The UN explains: "Investments in infrastructure – transport, irrigation, energy and information and communication technology – are crucial to achieving sustainable development and empowering communities in many countries. It has long been recognized that growth in productivity and incomes, and improvements in health and education outcomes require investment in infrastructure."

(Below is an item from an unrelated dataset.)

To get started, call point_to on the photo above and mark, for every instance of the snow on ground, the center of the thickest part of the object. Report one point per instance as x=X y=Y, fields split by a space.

The EU-funded Research Project
This innovation was developed under the Horizon 2020 project NanoBat with an end date of 31/03/2023
Description of Project NanoBat
Sustainable storage of electrical energy is one of this century’s main challenges, and battery production is one of the future key industries with an estimated market potential of 250 Billion Euros by 2025 as stated by the European Commission. We contribute to this by establishing an RF-nanotechnology toolbox for Li-ion batteries and beyond Lithium batteries. The specific focus is on the nanoscale structure of the 10-50 nm thick SEI (solid electrolyte interphase) layer, which is of pivotal importance for battery performance and safety, but which is difficult to characterize and optimize with currently available techniques. The toolbox contains new nanoscale high-frequency GHz methods that are ultra-fast and capable of testing and quantifying the relevant electrical processes at the SEI, several orders of magnitude better than currently available techniques. Nanoscale imaging of the SEI electrical conductivity at high GHz frequencies will be done for the first time, and impedance changes are measured during electrochemical processes, supported by advanced modelling and simulation techniques. Several methods are tested in pilot-lines, including advanced electrochemical impedance spectroscopy and a newly developed self-discharge method that shortens the electrical formation process in battery production from 2 weeks to 10 min. Finally, the new methods will be used for high-throughput incoming quality control in the battery module production at our automotive end users, where 30.000 cells will be tested per day. In summary, we develop a solid basis of GHz-nanotech instrumentation to improve cell production and testing, resulting in major advantages for manufacturers and customers, for instance reduced waste and energy consumption, and longer lasting batteries that are safer with 90% improved thermal runaway. Project results will be disseminated to a large stakeholder group, with technical workshops (e.g. e-car rally) and conferences in nanotech and battery production.

Innnovation Radar's analysis of this innovation is based on data collected on 06/10/2021.